[Date Prev][Date Next][Thread Prev][Thread Next][Date Index][Thread Index]
Re: Milter hangs, revisited
Re: Milter hangs, revisited
Wed, 13 Nov 2002 00:13:30 -0600
In the last episode (Nov 12), Terry Kennedy said:
> Pardon the long report, but there is a solution at the end which
> might be useful to other folks...
> > According to this, the spamass-milter sent the entire message to
> > spamc, closed the send pipe, and is waiting for the results. After
> > 3 minutes sendmail gives up. According to your ps output, there
> > isn't even a spamc running. All read_pipe does is read from the
> > recv pipe connected to spamc, so if spamc isn't there the read()
> > should return 0. Try changing the debug line on line 922 to read
> > debug(1, "::read_pipe(%d) enter", pipe_io);
> Line 984 in my 0.1.2 sources...?
Uuh, yeah. I have no idea where that 922 came from.
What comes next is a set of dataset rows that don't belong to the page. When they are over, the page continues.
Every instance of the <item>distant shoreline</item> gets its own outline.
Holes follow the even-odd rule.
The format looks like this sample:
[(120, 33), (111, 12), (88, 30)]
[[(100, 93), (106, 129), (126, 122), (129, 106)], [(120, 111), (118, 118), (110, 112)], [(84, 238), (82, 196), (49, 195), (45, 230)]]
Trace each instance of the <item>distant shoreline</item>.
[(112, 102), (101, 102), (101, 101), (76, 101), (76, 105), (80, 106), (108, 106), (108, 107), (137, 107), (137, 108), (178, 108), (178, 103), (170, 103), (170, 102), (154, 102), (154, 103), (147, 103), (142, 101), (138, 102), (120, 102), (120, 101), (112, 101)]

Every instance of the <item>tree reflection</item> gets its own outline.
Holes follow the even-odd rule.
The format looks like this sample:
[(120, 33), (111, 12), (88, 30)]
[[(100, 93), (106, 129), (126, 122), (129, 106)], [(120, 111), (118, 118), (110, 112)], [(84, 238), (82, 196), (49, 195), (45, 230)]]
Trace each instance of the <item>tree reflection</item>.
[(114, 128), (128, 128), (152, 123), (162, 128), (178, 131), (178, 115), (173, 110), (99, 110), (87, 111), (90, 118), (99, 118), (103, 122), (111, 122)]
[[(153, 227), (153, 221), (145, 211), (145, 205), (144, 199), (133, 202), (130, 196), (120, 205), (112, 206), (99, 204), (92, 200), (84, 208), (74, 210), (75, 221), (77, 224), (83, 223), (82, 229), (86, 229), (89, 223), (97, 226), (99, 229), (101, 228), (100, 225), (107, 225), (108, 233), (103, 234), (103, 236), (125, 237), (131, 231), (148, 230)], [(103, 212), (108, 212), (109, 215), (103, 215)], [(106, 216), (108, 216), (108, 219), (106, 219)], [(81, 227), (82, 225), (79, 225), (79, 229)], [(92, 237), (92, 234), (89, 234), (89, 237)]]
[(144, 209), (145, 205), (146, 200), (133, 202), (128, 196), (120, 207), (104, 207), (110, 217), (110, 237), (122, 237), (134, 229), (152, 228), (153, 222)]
> > , run it again, make a note of the file number in the log, then run
> > lsof -p <spamass-milter-pid>, and see what that filedescriptor is
> > connected to, if anything.
> Nov 12 18:28:43 test1 spamass-milter: ::read_pipe(8) enter
> (0:327) test1:/usr/local/src/spamass-milter-0.1.2# lsof | grep 8474
> spamass-m 8474 root cwd VDIR 3,0,3 1024 238112
> spamass-m 8474 root txt VREG 3,0,0 21422 177
> spamass-m 8474 root txt VREG 3,0,3 449212 286875
> spamass-m 8474 root txt VREG 3,0,3 322505 420812
> spamass-m 8474 root txt VREG 3,0,0 87797 190
> spamass-m 8474 root txt VREG 3,0,0 56508 224
> spamass-m 8474 root txt VREG 3,0,0 982614 271
> spamass-m 8474 root 0u VCHR 5,0,0 0t48097 867 /dev/ttyp0
> spamass-m 8474 root 1u VCHR 5,0,0 0t48097 867 /dev/ttyp0
> spamass-m 8474 root 2u VCHR 5,0,0 0t48097 867 /dev/ttyp0
> spamass-m 8474 root 3u unix 0xe3a3ca00 0t0 ->0xe3b03b00
> spamass-m 8474 root 4u unix 0xe43ae700 0t0
> spamass-m 8474 root 5u unix 0xe4469900 0t0
> spamass-m 8474 root 8r unix 0xf0380300 0t0 ->0xe438cc00
> I think this means that lsof can't find a useful structure to fish a
> file-name out of for that descriptor.
It's actually printing all it knows, since pipes don't have filenames,
just endpoints. That output means that 1) fd 8 exists, and 2) it's
actually attached to something (i.e. the other end hasn't exited). You
could run "lsof | grep 0xe438cc00" to find the process at the other
end, but it's just going to be spamc.
> > I find it interesting that there are no spamd logs. In my maillog
> > I get lines like this (my syslogd is set to log mail.info and
> > higher to maillog).
> > Nov 12 15:45:59 <2.6> dan spamd: connection from localhost [127.0.0.1]
> > at port 52771
> > Nov 12 15:45:59 <2.6> dan spamd: processing message <address@hidden>
> > for root:26, expecting 4527 bytes.
> > Nov 12 15:46:04 <2.6> dan spamd: clean message (-1.4/5.0) for root:26
> > in 5.4 seconds, 4527 bytes.
> I get that sort of logging if I do "spamc < test", but not with the
> > Maybe spamc is not getting called at all? If you have process
> > accounting enabled, run "lastcomm | less" and verify that spamc got
> > run.
> Yup, no invocation of spamc.
Ok, maybe the other end isn't attached to spamc :) Do that "lsof |
grep" bit and see what process is on the other end of the pipe.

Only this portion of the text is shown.